Un total de 104 oficios de cuentas públicas que suman más de 4 mil millones de pesos no solventados fueron enviados a la Auditoría Superior del Estado de Nuevo León (ASENL), a cargo de Jorge Galván, quien podría archivar como asunto concluido estas irregularidades.

La Comisión de Vigilancia del Congreso local, que funge como una “oficialía de partes” entre el Poder Legislativo y la ASENL, dio trámite a los oficios de cada uno de estos ejercicios fiscales. Este órgano del Congreso de Nuevo León está a cargo de la diputada del Partido Acción Nacional (PAN), Itzel Soledad Castillo Almanza.

“Pasamos al siguiente punto de la orden del día que es continuar con en el trámite legislativo al listado de asuntos pendientes para que siga el trámite correspondiente, siendo la cantidad de 104 expedientes de las cuentas públicas”, dijo la presidenta en la sesión de la comisión del 21 de julio.

Posteriormente, este órgano legislativo enviará todos los oficios de las 104 cuentas públicas a la ASENL y, para que estos montos no solventados queden como un asunto concluido, Galván tendrá que firmar el finiquito.

No obstante, como la ASENL encontró millonarios montos no solventados, daños al erario y pagos que no fueron comprobados en estos ejercicios fiscales, no debería declarar estas cuentas públicas como asuntos concluidos.

Jorge Galván tiene la facultad de poner el asunto sobre la mesa de la Fiscalía Anticorrupción, a cargo de Alejandro Garza y Garza, y de la Contraloría y Transparencia Gubernamental, cuya titular es María de Lourdes Williams Couttolenc.
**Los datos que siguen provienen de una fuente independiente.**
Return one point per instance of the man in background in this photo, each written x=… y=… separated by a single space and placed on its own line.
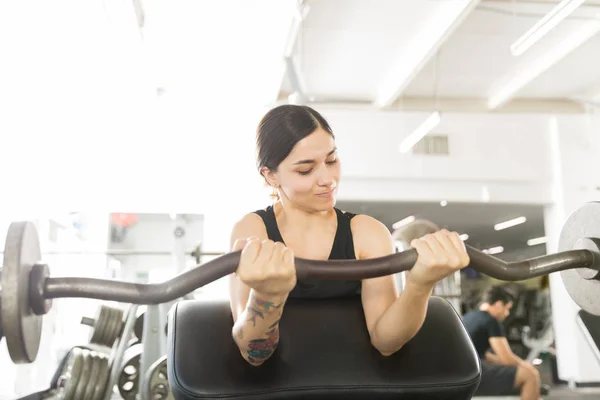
x=502 y=370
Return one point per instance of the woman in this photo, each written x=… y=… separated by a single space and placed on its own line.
x=297 y=157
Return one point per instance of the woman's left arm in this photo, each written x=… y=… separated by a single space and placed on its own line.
x=392 y=319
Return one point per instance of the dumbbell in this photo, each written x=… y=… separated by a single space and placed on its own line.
x=27 y=289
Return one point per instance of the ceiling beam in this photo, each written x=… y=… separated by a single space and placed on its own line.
x=423 y=47
x=536 y=65
x=458 y=105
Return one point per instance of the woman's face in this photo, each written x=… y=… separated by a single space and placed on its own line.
x=310 y=174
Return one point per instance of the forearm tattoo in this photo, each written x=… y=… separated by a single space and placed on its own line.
x=261 y=349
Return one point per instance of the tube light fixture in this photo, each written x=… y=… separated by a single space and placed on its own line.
x=494 y=250
x=510 y=223
x=561 y=11
x=403 y=222
x=426 y=126
x=527 y=73
x=536 y=241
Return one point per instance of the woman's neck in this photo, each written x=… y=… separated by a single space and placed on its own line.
x=288 y=215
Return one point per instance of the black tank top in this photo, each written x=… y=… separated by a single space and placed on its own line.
x=342 y=249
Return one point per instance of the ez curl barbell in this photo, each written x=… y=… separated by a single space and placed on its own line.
x=27 y=290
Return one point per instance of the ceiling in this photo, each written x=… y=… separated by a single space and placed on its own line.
x=475 y=219
x=352 y=51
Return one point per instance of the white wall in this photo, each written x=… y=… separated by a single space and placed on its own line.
x=155 y=232
x=574 y=147
x=498 y=157
x=61 y=326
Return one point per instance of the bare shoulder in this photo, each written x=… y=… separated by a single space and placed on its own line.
x=251 y=224
x=371 y=236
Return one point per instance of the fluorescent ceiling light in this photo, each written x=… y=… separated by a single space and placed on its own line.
x=527 y=73
x=426 y=126
x=509 y=223
x=448 y=16
x=494 y=250
x=545 y=25
x=403 y=222
x=536 y=241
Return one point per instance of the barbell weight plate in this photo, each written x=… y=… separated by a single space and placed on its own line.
x=84 y=377
x=70 y=377
x=103 y=375
x=138 y=328
x=128 y=380
x=582 y=223
x=99 y=322
x=93 y=379
x=108 y=327
x=117 y=327
x=157 y=381
x=22 y=328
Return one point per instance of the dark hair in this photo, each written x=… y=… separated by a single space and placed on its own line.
x=281 y=128
x=497 y=293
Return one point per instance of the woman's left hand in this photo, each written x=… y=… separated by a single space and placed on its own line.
x=440 y=255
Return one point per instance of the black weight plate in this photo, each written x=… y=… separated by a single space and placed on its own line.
x=582 y=223
x=107 y=327
x=129 y=376
x=103 y=375
x=21 y=327
x=84 y=377
x=156 y=381
x=72 y=373
x=99 y=323
x=115 y=329
x=93 y=379
x=138 y=328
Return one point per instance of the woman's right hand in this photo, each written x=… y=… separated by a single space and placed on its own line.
x=267 y=267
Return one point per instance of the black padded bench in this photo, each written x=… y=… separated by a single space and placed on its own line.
x=324 y=353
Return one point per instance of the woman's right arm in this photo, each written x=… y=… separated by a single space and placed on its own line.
x=259 y=289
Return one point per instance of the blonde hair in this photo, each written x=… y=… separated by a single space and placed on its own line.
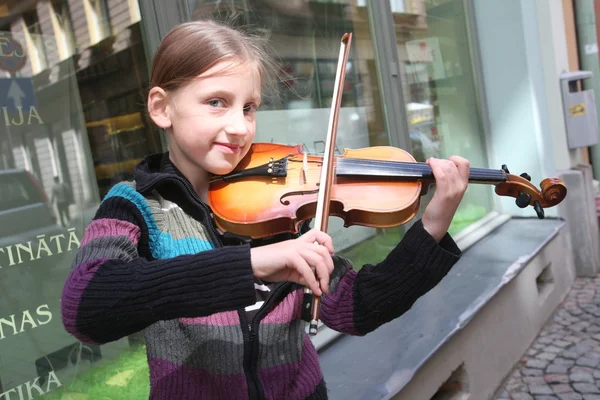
x=192 y=48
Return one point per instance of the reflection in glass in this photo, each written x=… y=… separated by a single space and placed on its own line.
x=72 y=95
x=434 y=50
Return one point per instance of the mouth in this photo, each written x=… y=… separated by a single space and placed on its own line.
x=229 y=147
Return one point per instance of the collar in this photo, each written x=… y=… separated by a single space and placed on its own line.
x=153 y=169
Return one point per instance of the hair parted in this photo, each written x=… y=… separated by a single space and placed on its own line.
x=192 y=48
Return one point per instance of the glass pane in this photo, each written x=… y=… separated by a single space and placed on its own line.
x=73 y=124
x=305 y=41
x=434 y=49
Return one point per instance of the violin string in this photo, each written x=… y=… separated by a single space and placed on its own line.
x=405 y=168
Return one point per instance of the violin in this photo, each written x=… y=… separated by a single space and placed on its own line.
x=276 y=187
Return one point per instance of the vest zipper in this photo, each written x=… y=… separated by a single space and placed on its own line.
x=208 y=221
x=255 y=389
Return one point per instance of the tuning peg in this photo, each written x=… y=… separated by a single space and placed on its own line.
x=523 y=200
x=538 y=209
x=526 y=176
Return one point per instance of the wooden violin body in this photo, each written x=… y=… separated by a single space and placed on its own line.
x=275 y=188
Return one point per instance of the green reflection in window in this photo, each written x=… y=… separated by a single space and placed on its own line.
x=126 y=377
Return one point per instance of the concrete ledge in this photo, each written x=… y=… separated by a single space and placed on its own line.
x=474 y=326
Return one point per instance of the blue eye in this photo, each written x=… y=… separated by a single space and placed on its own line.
x=215 y=103
x=250 y=108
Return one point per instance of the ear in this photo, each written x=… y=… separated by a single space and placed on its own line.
x=157 y=107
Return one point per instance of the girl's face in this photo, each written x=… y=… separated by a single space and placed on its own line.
x=213 y=118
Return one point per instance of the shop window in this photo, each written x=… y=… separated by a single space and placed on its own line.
x=36 y=49
x=440 y=94
x=98 y=19
x=63 y=28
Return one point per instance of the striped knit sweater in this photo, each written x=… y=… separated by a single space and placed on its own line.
x=152 y=260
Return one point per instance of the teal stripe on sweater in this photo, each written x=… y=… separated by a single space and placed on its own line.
x=164 y=246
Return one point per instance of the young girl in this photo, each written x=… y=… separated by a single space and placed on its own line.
x=224 y=321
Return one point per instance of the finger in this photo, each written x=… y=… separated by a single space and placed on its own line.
x=316 y=256
x=438 y=172
x=324 y=267
x=307 y=276
x=315 y=235
x=327 y=259
x=463 y=166
x=324 y=240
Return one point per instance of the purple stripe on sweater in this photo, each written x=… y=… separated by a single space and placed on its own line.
x=286 y=311
x=111 y=227
x=293 y=381
x=172 y=381
x=337 y=308
x=71 y=296
x=227 y=318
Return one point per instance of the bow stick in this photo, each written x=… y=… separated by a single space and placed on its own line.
x=327 y=175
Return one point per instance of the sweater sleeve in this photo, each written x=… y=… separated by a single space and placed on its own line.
x=113 y=292
x=361 y=301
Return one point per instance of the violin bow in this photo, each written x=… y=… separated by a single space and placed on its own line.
x=327 y=175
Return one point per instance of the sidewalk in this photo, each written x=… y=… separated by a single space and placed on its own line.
x=564 y=360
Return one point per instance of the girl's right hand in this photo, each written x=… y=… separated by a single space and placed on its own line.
x=296 y=260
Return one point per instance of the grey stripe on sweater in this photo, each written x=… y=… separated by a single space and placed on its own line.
x=219 y=350
x=113 y=247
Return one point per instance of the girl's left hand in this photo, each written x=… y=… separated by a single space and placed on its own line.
x=451 y=181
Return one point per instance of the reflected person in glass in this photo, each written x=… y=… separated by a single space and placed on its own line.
x=222 y=318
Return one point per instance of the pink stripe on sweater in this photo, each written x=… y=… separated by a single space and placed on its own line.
x=104 y=227
x=286 y=311
x=293 y=381
x=226 y=318
x=172 y=381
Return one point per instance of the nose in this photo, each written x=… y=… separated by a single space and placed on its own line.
x=237 y=124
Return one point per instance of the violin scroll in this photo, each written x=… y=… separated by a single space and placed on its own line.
x=553 y=191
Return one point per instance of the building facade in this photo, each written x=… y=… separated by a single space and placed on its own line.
x=434 y=77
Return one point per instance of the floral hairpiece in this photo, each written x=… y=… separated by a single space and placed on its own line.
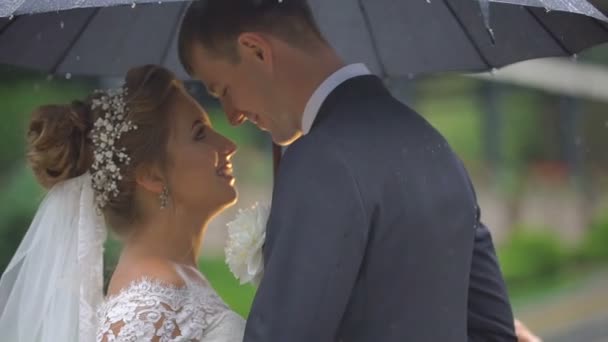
x=106 y=132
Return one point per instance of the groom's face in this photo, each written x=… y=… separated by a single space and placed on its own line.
x=245 y=89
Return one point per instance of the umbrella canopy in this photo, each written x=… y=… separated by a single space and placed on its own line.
x=393 y=37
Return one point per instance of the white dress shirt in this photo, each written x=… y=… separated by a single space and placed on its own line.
x=332 y=82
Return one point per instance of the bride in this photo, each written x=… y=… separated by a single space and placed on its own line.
x=144 y=161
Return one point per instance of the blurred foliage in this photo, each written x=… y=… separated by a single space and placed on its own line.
x=450 y=103
x=530 y=254
x=18 y=202
x=594 y=248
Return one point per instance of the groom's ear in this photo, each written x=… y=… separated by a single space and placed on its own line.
x=256 y=47
x=150 y=177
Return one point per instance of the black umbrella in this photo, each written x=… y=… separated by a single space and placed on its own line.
x=393 y=37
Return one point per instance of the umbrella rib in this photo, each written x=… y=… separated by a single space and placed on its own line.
x=163 y=59
x=11 y=22
x=372 y=38
x=74 y=40
x=467 y=33
x=600 y=24
x=548 y=31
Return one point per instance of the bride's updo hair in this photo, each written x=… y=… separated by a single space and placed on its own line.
x=60 y=147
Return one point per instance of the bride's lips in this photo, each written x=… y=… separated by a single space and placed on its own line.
x=225 y=171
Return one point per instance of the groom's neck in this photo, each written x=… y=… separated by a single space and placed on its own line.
x=307 y=73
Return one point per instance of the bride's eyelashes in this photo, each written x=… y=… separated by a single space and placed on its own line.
x=199 y=131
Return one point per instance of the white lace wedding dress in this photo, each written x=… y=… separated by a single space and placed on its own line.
x=150 y=310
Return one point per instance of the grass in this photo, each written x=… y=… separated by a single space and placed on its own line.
x=238 y=297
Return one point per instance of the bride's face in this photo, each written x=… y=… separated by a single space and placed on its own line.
x=199 y=167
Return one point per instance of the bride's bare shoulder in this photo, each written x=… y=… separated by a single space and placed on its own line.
x=130 y=271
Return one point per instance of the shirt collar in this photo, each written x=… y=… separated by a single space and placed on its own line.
x=320 y=94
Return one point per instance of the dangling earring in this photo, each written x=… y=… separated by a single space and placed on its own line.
x=164 y=198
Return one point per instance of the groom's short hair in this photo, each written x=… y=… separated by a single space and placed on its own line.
x=216 y=24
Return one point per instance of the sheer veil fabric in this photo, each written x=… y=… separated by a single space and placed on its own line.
x=54 y=283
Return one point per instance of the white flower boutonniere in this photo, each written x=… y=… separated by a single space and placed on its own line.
x=246 y=236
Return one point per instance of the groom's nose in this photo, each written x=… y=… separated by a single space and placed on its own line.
x=235 y=117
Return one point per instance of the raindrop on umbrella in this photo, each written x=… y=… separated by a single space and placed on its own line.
x=485 y=11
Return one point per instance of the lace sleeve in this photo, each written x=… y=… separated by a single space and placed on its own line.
x=144 y=312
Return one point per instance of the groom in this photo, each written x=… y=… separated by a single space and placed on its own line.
x=375 y=233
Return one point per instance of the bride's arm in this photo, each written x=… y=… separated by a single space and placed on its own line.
x=138 y=315
x=229 y=328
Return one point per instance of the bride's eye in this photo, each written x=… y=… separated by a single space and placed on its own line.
x=200 y=134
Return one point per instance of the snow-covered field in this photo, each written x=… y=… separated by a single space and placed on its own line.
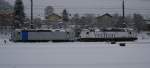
x=75 y=54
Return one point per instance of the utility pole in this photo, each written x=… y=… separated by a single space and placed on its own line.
x=123 y=14
x=31 y=24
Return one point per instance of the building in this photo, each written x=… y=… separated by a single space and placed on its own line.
x=105 y=21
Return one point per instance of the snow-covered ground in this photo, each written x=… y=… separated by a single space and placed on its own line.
x=75 y=54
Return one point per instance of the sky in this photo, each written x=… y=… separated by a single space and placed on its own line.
x=89 y=6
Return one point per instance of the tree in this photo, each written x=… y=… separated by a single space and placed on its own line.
x=49 y=10
x=65 y=15
x=19 y=14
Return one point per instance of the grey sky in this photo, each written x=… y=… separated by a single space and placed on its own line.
x=89 y=6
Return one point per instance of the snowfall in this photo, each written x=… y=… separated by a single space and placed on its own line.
x=75 y=54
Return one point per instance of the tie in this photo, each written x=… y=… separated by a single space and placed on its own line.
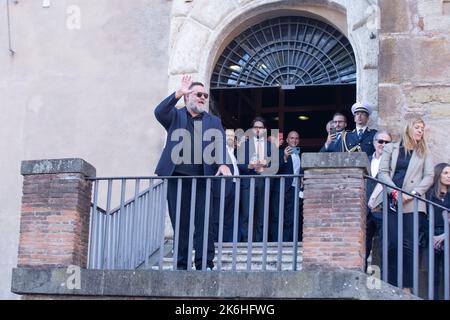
x=260 y=149
x=360 y=131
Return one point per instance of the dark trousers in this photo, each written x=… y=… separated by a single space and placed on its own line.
x=439 y=259
x=374 y=227
x=199 y=218
x=288 y=216
x=408 y=236
x=259 y=208
x=244 y=204
x=228 y=223
x=228 y=218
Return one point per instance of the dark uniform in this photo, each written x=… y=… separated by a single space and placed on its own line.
x=351 y=142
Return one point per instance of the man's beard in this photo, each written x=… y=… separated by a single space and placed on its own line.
x=192 y=107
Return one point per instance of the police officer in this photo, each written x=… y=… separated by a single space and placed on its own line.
x=361 y=138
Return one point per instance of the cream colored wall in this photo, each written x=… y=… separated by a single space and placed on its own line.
x=87 y=93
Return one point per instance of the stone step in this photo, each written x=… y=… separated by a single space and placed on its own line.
x=240 y=266
x=241 y=256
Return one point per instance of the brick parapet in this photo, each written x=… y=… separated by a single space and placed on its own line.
x=54 y=226
x=334 y=211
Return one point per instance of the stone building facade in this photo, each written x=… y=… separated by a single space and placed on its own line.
x=81 y=78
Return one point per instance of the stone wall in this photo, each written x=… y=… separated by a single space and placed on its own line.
x=78 y=92
x=414 y=72
x=212 y=24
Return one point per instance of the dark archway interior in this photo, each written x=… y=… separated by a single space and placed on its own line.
x=286 y=109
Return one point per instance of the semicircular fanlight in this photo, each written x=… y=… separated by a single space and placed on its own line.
x=286 y=51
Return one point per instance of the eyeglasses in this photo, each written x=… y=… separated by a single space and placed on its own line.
x=200 y=94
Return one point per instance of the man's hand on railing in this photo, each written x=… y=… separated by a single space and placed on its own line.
x=224 y=171
x=438 y=241
x=406 y=198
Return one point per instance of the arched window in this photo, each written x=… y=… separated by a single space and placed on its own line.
x=286 y=51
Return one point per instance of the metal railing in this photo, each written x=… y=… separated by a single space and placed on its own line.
x=125 y=236
x=132 y=234
x=389 y=216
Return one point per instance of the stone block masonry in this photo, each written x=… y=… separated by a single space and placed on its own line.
x=334 y=211
x=54 y=225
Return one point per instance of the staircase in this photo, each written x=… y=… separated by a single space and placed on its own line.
x=226 y=258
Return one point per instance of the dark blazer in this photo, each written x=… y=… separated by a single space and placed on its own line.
x=335 y=146
x=248 y=149
x=365 y=142
x=286 y=168
x=171 y=119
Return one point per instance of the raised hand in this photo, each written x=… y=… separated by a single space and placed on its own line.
x=186 y=82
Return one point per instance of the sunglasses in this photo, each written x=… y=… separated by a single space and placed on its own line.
x=200 y=94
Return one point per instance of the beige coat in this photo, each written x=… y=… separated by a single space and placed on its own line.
x=419 y=175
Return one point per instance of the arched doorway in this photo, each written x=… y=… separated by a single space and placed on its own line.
x=294 y=71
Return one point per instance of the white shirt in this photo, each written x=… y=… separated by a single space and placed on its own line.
x=261 y=143
x=230 y=151
x=363 y=128
x=296 y=165
x=374 y=166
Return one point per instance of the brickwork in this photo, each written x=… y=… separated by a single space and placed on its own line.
x=414 y=69
x=334 y=213
x=54 y=226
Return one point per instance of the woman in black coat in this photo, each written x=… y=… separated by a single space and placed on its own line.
x=440 y=194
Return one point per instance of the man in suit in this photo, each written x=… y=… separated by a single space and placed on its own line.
x=361 y=138
x=290 y=161
x=230 y=193
x=183 y=156
x=334 y=139
x=259 y=161
x=374 y=215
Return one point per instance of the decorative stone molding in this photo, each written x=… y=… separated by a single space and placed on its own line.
x=201 y=29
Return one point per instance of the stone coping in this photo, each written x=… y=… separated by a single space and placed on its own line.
x=201 y=284
x=55 y=166
x=330 y=160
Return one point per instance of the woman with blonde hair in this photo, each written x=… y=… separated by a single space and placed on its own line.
x=408 y=165
x=439 y=193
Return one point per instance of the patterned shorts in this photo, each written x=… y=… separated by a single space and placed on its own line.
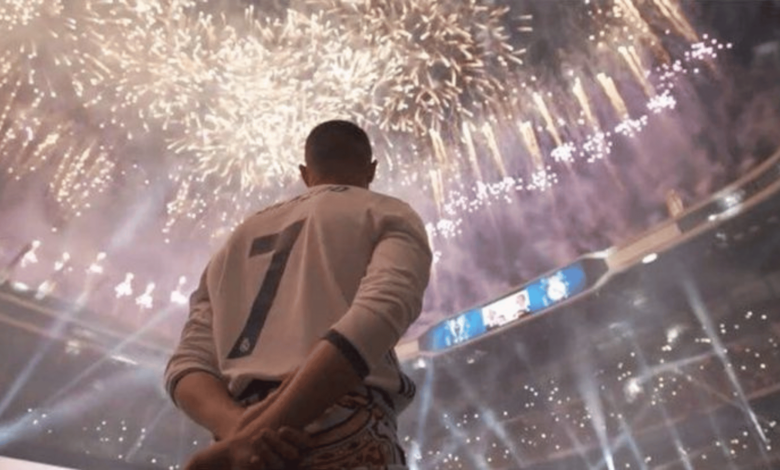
x=358 y=433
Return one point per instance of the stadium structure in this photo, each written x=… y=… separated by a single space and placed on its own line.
x=658 y=354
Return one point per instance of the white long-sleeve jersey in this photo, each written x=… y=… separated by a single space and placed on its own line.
x=338 y=262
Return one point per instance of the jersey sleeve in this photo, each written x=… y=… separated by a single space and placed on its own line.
x=390 y=295
x=196 y=350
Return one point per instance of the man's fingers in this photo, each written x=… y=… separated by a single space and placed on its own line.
x=264 y=451
x=299 y=439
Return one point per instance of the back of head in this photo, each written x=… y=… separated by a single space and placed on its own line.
x=338 y=151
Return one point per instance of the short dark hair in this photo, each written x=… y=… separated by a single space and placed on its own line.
x=333 y=147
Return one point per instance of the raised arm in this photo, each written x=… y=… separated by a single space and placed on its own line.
x=192 y=376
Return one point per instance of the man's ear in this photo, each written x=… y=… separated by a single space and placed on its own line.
x=372 y=171
x=304 y=174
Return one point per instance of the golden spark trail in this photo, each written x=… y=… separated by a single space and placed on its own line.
x=584 y=102
x=529 y=137
x=613 y=94
x=542 y=107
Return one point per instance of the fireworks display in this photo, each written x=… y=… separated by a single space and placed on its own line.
x=191 y=114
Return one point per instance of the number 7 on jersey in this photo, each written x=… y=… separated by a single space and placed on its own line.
x=281 y=244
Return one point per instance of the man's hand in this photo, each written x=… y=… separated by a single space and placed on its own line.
x=266 y=450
El auditor, junto con el fiscal y la contralora forman parte del Sistema Estatal Anticorrupción de Nuevo León (SEANL).

La Ley de Fiscalización Superior del Estado de Nuevo León establece que el finiquito es el documento que pone término al trámite de revisión de la cuenta pública tanto para el Congreso como para la ASENL. Pero el artículo 52 establece que una vez que sean aprobadas por el Congreso local, no se suspenden las acciones promovidas por la ASENL, es decir, los montos no solventados pueden ser denunciados.

“La aprobación que emite el Congreso no suspende el trámite de las acciones promovidas por la Auditoría Superior del Estado, mismas que seguirán el procedimiento establecido por la ley aplicable”, asegura este apartado.

Por eso resulta importante que el auditor, Jorge Galván, no firme el finiquito, toda vez que su análisis fiscal de estas cuentas públicas acreditó anomalías en el manejo de recursos e incluso, en muchos casos, violaciones a la Ley de Disciplina Financiera del Estado de Nuevo León.

Dentro de todas estas cuentas públicas, la ASENL encontró que en el ejercicio fiscal de 2017, Servicios de Agua y Drenaje de Monterrey no solventó montos por 4 mil 500 millones de pesos, lo que la convierte en la dependencia con más observaciones.

El periodo del fast track

La recta final de la conclusión de la Septuagésima Quinta Legislatura del Congreso local se caracterizó por aprobar cerca de 302 cuentas públicas de organismos autónomos, municipios y gobierno del Estado y algunas rezagadas de 2009.

Los ejercicios fiscales pudieron revisarse en este último año legislativo durante el tercer período ordinario de sesiones, pero los diputados pactaron que se dictaminaran hasta después de la elección del 6 de junio, en este periodo extraordinario que está por terminar.

Aunque existían cuentas polémicas con observaciones de montos millonarios no solventados, los legisladores aprobaron la mayoría de estos ejercicios fiscales masivamente en las sesiones que se reactivaron para el noveno periodo extraordinario que inició el 21 de junio.

Entre las irregularidades se detectaron pagos en exceso, empresas no localizadas, falta de comprobantes de servicios, duplicidad de sueldos, carteras vencidas y licitaciones irregulares, que fueron perdonadas por los diputados.

La ASENL detectó que la Universidad Autónoma de Nuevo León (UANL) presentó 20 millones cuestionables. Empleados del Gobierno Estatal “dobleteaban” en la nómina de esta institución, pues no pudieron comprobar compatibilidad de horarios.

Y el municipio de Apodaca, cuyo alcalde es César Garza, pagó millones de pesos a la empresa Aun Weor Impulsora, que no fue localizada.